Coke is a company that never lacks advertising budget. This brand sticks to emotional advertising across all the markets in which is operates. As a consequence it needs to tailor most of its advertising to local markets to suit the culture. One of their recent campaigns attempted to bring troubled neighbours India and Pakistan together using the message ‘share a Coke’. In tumultuous Thailand, Coke chose a different approach and encouraged Thai consumers to share their personal stories of overcoming difficulties in the ‘million reasons to believe in Thailand’ campaign. These campaigns were both far riskier and more difficult to pull off than functional advertising would have been however the uplift was significant because the campaigns attracted so much attention.

 

Why Consumers Buy

It’s really difficult to get emotional advertising right, particularly if you aren’t native to the market you are trying to engage with. Tom Doctoroff, author of “What Chinese Want: Culture, Communism and China’s Modern Consumer” and China CEO of JWT advertising company, identified that Chinese consumers had different purchasing motivations compared to a US consumer audience. Any emotional advertising campaign needed to understand that the motivations in China were fundamentally different those in western markets, no matter how much consumer ambition they seem to share.

“In Chinese society, individuals have no identity apart from obligations to, and acknowledgement by, others,” he wrote for the Wall Street Journal. Products intended for public consumption in public, such as mobile phones or watches, could command huge price premiums relative to goods for private use, such as home wares. When purchasing home wares or any goods for private consumption, Chinese consumers were ferocious at minimising spend.

Doctoroff identified the tendency for Chinese consumers to buy luxury brands in order to display status rather than for enjoyment. For this reason, luxury ice cream brand Häagen Dazs weren’t successful at marketing expensive cartons of ice cream for home consumption but built a huge franchise network based on public consumption of the expensive treat in cafes.

Because of these consumer attitudes, it was essential that products needed to be marketed for their external benefits rather than internal ones. In terms of car advertising, this means advertising a car as a symbol of the person’s ambition rather than Western-style individual fulfilment.

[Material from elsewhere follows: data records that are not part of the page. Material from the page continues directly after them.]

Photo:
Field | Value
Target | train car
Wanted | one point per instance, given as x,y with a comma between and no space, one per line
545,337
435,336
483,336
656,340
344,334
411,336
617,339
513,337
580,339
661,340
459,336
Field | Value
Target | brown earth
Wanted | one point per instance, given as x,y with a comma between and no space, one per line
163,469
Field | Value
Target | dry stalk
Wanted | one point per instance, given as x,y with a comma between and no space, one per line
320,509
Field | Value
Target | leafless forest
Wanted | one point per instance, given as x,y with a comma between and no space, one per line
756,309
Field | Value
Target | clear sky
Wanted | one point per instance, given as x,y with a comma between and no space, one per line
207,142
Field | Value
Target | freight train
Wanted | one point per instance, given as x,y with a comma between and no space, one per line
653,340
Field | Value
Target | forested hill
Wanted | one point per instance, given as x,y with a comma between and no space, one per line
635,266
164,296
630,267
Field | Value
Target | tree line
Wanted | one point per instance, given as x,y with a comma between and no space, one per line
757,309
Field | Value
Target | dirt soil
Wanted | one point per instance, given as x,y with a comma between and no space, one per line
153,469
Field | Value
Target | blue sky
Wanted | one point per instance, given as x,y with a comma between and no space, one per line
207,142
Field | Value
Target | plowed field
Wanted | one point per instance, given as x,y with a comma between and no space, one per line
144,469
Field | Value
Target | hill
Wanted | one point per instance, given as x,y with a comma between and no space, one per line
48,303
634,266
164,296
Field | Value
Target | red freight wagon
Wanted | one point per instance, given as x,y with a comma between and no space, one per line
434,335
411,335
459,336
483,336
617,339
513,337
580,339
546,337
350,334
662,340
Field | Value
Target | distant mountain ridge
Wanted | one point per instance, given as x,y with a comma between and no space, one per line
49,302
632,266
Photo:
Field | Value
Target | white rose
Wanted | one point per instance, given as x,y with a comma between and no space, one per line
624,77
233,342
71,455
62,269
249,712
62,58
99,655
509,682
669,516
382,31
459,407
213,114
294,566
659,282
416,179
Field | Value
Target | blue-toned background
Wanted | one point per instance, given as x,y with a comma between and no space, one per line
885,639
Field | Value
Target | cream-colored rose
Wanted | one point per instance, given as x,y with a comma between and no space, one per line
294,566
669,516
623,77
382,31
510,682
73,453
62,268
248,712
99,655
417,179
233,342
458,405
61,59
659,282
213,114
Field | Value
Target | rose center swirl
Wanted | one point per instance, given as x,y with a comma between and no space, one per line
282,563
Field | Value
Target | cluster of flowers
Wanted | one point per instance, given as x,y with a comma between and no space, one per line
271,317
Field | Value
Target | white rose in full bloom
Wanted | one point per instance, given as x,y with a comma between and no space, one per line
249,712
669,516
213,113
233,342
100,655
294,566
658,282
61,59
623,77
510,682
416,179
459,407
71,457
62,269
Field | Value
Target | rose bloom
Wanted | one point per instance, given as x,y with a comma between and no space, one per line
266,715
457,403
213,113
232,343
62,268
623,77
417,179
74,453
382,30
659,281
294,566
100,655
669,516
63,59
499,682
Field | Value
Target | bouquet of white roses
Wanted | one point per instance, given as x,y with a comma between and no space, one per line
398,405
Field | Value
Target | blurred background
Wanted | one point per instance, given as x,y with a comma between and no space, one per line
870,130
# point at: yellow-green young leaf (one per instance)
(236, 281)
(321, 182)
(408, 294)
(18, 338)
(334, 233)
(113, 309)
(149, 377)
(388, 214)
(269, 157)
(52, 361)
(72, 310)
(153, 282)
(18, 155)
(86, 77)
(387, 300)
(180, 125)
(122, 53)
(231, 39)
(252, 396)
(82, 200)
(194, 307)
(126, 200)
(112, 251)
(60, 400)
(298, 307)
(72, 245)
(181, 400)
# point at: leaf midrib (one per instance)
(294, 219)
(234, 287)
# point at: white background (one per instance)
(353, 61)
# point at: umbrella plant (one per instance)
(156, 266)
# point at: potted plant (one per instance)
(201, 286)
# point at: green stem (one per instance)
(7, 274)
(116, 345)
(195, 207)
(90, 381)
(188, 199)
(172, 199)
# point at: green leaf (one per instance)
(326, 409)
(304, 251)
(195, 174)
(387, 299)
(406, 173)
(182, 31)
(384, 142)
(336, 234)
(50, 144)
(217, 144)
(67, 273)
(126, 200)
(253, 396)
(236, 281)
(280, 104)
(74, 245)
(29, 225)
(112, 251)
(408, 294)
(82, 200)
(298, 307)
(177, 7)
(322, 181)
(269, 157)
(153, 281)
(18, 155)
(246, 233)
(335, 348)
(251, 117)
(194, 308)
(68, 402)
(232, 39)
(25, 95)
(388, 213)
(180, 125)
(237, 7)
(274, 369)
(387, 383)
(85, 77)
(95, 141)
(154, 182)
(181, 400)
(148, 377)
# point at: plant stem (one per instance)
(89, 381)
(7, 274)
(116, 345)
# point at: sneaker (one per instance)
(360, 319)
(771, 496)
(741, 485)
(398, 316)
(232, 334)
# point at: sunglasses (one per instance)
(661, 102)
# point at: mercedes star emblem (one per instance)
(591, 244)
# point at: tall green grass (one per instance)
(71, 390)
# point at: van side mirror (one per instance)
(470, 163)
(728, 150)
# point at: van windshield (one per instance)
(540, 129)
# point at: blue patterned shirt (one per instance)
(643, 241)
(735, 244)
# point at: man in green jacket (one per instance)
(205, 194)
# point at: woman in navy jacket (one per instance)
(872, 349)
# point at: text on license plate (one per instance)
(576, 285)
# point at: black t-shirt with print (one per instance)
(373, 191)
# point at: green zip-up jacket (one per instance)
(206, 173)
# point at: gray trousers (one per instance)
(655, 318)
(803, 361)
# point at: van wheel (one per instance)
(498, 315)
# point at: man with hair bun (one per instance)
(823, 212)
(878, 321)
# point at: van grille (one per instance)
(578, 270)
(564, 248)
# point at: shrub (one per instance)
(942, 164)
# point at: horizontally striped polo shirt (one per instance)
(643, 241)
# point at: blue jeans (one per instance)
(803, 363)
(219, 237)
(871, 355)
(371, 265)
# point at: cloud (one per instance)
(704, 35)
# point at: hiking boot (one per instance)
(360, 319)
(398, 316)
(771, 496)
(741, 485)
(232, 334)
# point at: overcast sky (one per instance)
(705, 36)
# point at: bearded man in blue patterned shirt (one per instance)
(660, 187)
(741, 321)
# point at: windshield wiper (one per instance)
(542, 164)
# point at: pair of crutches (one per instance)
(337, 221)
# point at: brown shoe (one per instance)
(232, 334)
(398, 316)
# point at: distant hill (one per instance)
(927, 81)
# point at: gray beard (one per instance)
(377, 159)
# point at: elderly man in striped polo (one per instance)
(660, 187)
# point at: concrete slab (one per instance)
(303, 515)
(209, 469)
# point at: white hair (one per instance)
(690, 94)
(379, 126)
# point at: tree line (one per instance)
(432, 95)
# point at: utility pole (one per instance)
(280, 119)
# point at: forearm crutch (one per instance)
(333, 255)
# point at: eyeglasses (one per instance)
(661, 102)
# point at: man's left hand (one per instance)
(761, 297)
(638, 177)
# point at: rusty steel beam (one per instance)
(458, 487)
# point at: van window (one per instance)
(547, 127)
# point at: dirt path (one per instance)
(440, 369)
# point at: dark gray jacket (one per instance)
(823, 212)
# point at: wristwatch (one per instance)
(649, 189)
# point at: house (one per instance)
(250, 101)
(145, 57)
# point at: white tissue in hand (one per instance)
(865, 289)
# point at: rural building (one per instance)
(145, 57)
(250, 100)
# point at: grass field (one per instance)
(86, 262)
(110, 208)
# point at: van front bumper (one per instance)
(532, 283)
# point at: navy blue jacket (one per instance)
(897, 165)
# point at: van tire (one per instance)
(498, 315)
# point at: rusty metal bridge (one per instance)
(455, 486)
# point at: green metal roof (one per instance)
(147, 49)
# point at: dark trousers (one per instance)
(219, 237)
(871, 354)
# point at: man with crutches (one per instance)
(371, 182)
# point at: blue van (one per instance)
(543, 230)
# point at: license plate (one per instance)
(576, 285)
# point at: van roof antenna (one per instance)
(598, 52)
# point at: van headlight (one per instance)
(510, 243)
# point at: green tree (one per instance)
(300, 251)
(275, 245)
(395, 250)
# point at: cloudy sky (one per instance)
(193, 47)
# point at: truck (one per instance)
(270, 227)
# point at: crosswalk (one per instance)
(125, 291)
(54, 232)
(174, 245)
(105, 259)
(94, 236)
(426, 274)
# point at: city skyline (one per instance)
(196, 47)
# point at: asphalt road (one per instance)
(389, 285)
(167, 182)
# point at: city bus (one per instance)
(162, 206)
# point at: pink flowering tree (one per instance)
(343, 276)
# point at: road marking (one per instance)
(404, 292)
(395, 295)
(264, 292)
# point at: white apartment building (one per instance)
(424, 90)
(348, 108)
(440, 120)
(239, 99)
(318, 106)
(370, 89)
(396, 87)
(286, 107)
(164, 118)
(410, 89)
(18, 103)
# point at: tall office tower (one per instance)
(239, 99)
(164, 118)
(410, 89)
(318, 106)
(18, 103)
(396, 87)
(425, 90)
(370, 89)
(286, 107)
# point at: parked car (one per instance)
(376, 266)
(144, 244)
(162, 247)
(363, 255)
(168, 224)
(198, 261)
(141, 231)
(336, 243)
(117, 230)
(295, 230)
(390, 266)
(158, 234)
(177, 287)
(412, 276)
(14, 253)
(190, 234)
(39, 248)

In China, Pizza Hut doesn’t suggest children are taken to their restaurants to enjoy the food but rather to celebrate an academic success.

Doctoroff suggests that whilst both US and Chinese consumers crave wealth, for the American consumer it is because wealth brings freedom and fulfilment. For the Chinese consumer, it brings control over their life. These are quite different emotional impulses to meet in marketing terms. Any brand wishing to attempt an emotional connection with its audience via advertising needs a very good understand of cultural motivations if it has any chance of success.